Soaring number of mental health patients overwhelm medics at Jinja hospital

Jinja Regional Referral Hospital is struggling to deal with mental health patients due to numerous challenges. Edith Alitwala, a senior Nursing Officer in the Psychiatry Department, says there are only four nurses instead of 8.

According to Alitwala, the number of mental health patients has almost doubled in the previous three months. She explains that they used to receive between 20 and 30 patients daily, but the number has increased to over 60 patients.

 Alitwala also notes that the unit is faced with a challenge of essential drug stockouts, adding that they have spent over two years without receiving Phenytoin and Injectable Fluphenzine, the two most essential drugs for mental illness.

URN spoke to Sarah Mudondo, a care take to one of the patients who has spent four weeks in the facility. She says that she spends more than Shillings 20,000 on drugs and food daily.

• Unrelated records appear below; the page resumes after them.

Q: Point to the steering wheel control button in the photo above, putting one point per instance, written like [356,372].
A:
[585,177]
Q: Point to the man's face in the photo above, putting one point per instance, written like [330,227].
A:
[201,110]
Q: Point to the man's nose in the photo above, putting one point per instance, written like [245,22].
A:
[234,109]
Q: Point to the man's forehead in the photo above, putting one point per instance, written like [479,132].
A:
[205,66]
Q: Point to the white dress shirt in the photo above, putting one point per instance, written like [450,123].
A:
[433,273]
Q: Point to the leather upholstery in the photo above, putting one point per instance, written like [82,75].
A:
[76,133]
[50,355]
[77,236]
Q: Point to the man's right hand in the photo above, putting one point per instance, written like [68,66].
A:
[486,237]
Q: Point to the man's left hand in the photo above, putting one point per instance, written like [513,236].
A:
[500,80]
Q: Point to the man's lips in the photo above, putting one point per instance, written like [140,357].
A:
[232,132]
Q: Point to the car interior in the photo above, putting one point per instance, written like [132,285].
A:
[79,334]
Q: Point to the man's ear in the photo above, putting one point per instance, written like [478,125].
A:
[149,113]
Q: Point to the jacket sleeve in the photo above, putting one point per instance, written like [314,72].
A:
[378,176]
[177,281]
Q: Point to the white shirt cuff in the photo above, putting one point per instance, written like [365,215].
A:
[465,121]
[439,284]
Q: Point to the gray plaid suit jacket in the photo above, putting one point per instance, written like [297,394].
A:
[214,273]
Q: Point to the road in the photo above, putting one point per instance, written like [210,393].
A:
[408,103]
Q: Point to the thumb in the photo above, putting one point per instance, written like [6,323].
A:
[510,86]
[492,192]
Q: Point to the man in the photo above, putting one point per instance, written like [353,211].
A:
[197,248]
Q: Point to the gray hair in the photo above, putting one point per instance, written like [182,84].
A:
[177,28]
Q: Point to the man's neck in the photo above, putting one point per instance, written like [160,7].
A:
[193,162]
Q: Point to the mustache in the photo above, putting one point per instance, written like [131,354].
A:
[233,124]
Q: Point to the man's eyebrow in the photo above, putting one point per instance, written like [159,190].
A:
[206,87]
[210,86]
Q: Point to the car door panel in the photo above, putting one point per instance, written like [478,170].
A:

Alitwala emphasizes that the failure by the hospital to provide meals to the patients is a big setback. She says that in most cases they are forced to suspend medication to patients especially with HIV when they learn that the patient has not eaten.

She also cited insecurity as another challenge in the hospital. The mental health unit relies on the guards at the main gate, which is a very long distance from the unit.

"We have two nurses on night duty and there is a time when a patient wanted to strangle a nurse.  They had had to call security personnel at the main entrance, which is very risky," she said.

The Mental health department of Jinja Regional Referral Hospital was established in 2010 following the decentralization of mental healthcare to regional referral hospitals to reduce at Butabika Referral Hospital.